It is always a comedy of double standards when the mainstream media foams at the mouth over satire - except, of course, when the target is Donald Trump. When it comes to the US President, mocking his tangerine-tinted skin and calling him "orange man" is not just acceptable, it is a media sport. Shooting at action figures of him on live television? Is just another day at TVNZ.
But the moment someone dares to poke satirical fun at a New Zealand politician like Debbie Ngarewa-Packer, say, over an alleged spray tan, the self-righteous shrieks of "racism" echo through the press like it is the end of civilisation. The hypocrisy is laughable, if it were not so nauseating. Fair game for Trump, but hands off anyone the media deems untouchable. So much for consistency.
What is worse is when supposedly independent voices claiming to fight the good fight, like The Platform, start parroting the same sanctimonious lines. Sean Plunket called the satire in question “racist”, and in doing so, they proved they are no better than the mainstream media they pretend to critique. When you are using the same vocabulary and crying the same crocodile tears, you are part of the same tired establishment.
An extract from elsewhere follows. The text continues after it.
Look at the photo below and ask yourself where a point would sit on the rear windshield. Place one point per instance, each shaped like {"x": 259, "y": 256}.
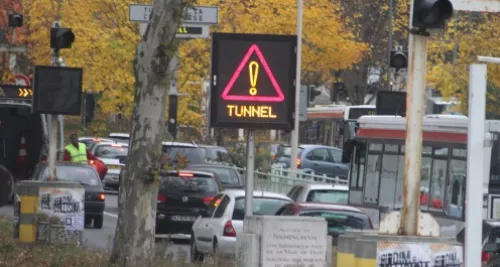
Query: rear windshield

Sean Plunket, the self-anointed truth-teller, founder of The Platform, and walking embodiment of irony. He is always ready to brand dissenters “cookers”, hurl insults, and throw online tantrums like a teenager who has had his sticky-mags confiscated. When I started writing on X earlier this year, he was relentless in trying to drag me onto his show. I declined, not just because I was under a barrage of death threats, but because I could see right through his act. The way he treats his staff is no surprise to anyone paying attention.
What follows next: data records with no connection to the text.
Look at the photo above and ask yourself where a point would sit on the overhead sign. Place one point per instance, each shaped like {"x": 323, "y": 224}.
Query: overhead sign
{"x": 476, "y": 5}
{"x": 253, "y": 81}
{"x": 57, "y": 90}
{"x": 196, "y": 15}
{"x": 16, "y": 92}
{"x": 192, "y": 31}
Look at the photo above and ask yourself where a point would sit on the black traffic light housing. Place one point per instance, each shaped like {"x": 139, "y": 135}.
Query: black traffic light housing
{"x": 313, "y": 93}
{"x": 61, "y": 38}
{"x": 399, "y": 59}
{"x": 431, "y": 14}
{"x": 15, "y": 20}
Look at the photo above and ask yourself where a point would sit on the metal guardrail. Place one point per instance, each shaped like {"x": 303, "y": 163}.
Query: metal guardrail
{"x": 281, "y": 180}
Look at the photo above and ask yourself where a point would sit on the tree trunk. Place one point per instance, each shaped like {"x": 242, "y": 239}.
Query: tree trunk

Let us talk about that. The Employment Relations Authority heard last year how former Platform employee Ani O’Brien was allegedly screamed at, sworn at, and intimidated by Plunket, who, in a moment of schoolyard drama, reportedly punched a desk just a metre away from her. Plunket did not deny it. He called his behaviour “appalling”. And yet he still disputes the grievance. A man-child tantrum, followed by denial and deflection? Textbook.
O’Brien is now fighting back, seeking compensation for unjust dismissal, lost wages, and the kind of public humiliation you only get working for someone who believes a platform means a licence to bully. Frankly, I hope she gets every cent.
At the end of the day, Sean Plunket is not a fearless truth-teller. He is a toddler with a Twitter handle, stomping his feet when the world refuses to bend to his delusions. If he really believed in accountability, he would take his own advice for once and have a cuppa tea anda lie down, and maybe try acting like an adult in the room.
Until then, he remains what he so loudly rails against, a caricature of everything wrong with New Zealand media.
Sean has very thin skin, it would seem.
Thank God for old fashioned good humour and satire that we find here.
Plunket is a useful idiot par excellence. His daily faux outrage against woke and his disparaging "cooker" cheap shots directed towards anybody and everybody outside his tightly held narrative suggests - if he wasn't such an obvious fool - that he could even pass as controlled opposition. If nothing else, his arrogance and prejudices distract from more urgent issues.
He's probably losing sleep over his ol' sparring partner Garner muscling into his media domain and doing it better, not to mention the rants of sidekick Laws gradually aligning more closely with the worldview of those "cookers" at RCR.
I'm still waiting for Plunket to assemble his team of 'experts' to debate Steve Kirsch over the Safe & Effective for the $1M prize money, or was that just another stunt for a few 'likes' from a tragic crywanker trying desperately to be relevant?